I have cited studies in other essays that show that few if any investors who were putting money in the market from 1995 to the present have as much in their investment accounts as their cash contributions. From 1995 to 2001 the market soared. Most investors were heavily involved in NASDAQ stocks and the NASDAQ went from 1,500 to 5,000. It has since collapsed. I’ve also cited the mutual fund statistics that show that virtually no liquidation has taken place. Less than 2% of stock mutual fund accounts that were active in 2001 have been closed (see vol. 10). From March 2001 to October 2002 the speculative sectors underwent a Markdown.
During a Markdown, stocks fall sharply without any significant amount of selling by the public. The chart of Cisco Systems for that period resembles the trajectory of a cat flung from a forty-story building. The stock of the poster child of the “New Economy” fell from 84 to 7 in eighteen months. It has since rallied to the low 20s. “You get one rally”, said the venerable market watcher Robert Farrell, “then they drift off into oblivion.” He was talking about the
oil service stocks after the brief oil mania of the late 70s. The few surviving companies among the group didn’t make new highs for 15 years.
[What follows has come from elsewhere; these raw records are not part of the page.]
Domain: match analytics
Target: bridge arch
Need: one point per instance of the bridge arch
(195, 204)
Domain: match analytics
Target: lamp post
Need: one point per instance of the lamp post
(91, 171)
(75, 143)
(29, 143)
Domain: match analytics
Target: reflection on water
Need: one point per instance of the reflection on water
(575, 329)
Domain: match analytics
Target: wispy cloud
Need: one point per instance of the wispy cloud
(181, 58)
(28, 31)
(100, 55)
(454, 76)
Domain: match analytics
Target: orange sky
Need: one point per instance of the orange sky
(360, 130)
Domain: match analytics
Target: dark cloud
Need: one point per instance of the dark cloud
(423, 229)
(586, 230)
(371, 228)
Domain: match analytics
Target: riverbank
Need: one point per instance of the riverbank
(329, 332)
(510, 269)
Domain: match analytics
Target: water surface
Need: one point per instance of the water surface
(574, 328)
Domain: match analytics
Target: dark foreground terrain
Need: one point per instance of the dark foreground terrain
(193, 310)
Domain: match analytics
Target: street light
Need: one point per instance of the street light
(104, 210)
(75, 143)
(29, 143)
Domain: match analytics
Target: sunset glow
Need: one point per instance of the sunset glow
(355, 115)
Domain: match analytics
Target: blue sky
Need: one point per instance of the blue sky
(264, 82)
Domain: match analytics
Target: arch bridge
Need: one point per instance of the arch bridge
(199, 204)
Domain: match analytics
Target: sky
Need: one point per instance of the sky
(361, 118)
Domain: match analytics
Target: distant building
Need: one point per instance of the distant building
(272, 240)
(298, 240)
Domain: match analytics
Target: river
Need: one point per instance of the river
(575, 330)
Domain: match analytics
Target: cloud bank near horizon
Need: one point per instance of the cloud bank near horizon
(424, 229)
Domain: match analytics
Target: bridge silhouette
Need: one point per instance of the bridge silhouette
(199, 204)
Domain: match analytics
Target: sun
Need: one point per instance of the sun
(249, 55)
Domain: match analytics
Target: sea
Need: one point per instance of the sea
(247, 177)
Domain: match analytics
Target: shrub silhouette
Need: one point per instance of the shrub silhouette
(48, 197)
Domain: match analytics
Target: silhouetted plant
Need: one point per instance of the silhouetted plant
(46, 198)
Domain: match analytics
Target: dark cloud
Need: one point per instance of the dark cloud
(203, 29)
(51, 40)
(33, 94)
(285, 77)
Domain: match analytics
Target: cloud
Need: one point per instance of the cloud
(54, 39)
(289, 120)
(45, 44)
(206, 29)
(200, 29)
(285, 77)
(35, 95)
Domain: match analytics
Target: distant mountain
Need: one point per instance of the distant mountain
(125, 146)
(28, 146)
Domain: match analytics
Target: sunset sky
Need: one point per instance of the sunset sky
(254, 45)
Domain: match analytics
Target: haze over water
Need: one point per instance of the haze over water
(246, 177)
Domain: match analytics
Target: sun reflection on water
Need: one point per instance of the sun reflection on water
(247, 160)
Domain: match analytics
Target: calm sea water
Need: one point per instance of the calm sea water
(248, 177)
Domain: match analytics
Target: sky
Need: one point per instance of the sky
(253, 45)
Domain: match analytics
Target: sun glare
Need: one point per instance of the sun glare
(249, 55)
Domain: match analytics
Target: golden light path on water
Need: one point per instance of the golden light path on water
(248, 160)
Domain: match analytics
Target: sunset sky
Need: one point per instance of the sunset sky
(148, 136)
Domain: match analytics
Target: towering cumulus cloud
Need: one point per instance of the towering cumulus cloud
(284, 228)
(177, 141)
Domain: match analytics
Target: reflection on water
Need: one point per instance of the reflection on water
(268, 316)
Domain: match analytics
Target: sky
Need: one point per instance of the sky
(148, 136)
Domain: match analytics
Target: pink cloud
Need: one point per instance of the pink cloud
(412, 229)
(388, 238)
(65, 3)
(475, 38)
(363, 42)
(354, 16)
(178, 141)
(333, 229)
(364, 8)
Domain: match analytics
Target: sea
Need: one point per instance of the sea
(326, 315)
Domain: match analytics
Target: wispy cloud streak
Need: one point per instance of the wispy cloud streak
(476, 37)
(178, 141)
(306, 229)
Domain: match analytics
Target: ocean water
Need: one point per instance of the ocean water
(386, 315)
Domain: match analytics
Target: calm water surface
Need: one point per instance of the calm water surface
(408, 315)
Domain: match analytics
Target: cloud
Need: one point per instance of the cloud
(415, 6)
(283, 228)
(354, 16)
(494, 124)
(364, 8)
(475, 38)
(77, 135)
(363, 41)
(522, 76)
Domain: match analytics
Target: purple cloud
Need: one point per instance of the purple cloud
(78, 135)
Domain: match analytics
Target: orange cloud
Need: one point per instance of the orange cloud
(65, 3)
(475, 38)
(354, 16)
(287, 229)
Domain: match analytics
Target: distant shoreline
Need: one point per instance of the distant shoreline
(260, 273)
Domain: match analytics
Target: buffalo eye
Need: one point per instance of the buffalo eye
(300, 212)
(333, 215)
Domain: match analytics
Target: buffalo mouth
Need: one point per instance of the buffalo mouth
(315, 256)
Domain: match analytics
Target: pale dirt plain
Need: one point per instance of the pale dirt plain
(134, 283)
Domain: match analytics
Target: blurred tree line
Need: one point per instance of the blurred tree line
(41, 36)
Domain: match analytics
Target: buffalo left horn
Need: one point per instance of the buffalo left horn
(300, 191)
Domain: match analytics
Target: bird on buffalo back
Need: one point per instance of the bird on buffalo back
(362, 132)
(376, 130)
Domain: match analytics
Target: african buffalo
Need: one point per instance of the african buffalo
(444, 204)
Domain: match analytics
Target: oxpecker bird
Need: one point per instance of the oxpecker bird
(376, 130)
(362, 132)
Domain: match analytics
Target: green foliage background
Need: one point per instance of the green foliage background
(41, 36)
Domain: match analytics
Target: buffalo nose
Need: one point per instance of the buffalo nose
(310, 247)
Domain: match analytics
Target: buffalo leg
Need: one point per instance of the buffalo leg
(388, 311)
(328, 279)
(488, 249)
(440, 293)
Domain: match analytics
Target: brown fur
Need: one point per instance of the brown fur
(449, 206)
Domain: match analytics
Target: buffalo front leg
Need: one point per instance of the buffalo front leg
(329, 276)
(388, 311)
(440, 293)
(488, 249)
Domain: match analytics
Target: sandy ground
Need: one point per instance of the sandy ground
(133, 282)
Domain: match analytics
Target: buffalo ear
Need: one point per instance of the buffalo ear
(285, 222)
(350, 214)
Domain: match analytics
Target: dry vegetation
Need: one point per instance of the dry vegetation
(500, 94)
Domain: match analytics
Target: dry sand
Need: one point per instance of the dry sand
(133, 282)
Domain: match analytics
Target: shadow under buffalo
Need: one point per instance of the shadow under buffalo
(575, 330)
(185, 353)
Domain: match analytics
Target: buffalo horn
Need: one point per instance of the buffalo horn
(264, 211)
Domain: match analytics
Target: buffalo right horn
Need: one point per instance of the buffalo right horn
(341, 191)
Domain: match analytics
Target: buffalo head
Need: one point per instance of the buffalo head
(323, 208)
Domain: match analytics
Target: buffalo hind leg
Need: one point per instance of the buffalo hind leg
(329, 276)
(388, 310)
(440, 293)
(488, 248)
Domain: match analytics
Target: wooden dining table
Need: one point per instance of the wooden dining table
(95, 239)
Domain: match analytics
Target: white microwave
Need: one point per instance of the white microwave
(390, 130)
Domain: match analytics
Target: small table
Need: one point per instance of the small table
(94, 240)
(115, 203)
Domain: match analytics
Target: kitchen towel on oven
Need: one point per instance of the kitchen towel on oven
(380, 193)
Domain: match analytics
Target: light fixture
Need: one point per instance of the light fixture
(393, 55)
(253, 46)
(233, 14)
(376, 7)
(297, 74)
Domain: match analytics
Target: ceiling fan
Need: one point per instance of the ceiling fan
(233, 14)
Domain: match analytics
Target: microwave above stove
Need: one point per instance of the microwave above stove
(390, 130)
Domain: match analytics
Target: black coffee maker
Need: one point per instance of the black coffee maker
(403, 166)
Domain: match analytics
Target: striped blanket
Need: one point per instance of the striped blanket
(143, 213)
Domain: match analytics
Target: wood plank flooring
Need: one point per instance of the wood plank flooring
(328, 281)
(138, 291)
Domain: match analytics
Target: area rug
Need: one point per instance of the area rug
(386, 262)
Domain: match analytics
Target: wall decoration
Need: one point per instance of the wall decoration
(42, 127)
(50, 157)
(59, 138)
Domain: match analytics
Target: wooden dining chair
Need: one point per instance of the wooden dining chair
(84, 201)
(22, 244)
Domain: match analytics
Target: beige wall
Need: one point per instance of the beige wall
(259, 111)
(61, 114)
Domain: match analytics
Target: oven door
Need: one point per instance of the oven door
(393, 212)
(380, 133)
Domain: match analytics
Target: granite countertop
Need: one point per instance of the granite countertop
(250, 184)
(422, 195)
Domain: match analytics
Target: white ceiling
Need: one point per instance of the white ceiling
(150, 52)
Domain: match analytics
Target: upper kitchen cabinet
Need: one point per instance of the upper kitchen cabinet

When a group of stocks undergo a mania-like run up and then collapse, short covering and speculative buying cause them to bounce in an echo rally known to professionals as a Dead Cat Bounce. The techs have been in this bounce for a year. The rally has been technically weak, and it has recently been outright frightening. During the run up of the NASDAQ from 1999 to its peak in
2001, margin debt climbed from $10 Billion to over $20 Billion, causing the chairman of the SEC to warn investors of the dangers of buying on margin. Shortly after, the market went south in a big way and margin debt fell back below $10 Billion. This time it didn’t take a year. In the last two months margin debt has screamed up to over $25 Billion, more than at the peak! Meanwhile, Investors Intelligence reports that insider selling is more persistent and more urgent in more companies that at any time since they have been keeping
records. The cat is dead. It bounced, but it’s still dead.
All that is left in this bear market is the Liquidation phase. Despite ever worsening business fundamentals with record job losses and plant closings, unprecedented migration of jobs to China, India and the Ukraine, record personal bankruptcies, record debt throughout the global economy, severe shortfalls in tax receipts at state and local governments and a ballooning federal budget deficit, investors hang in by suspending disbelief. All of this has happened before and it always leads to Liquidation, the phase in which investors try in vain to be the first one out the door. Another word for Liquidation
is bloodbath. It is coming soon.
Update, August 2011: In the period after 2003, the market underwnet a vigorous bear market rally, which ended in 2007. The Liquidation phase of this cycle is still to come and, given the degree of trend, it will be very severe.
The author makes no representation as to the accuracy of the quoted material, but believes the sources to be reliable. No one should consider any part of this presentation as a recommendation to buy or sell any securities whatsoever.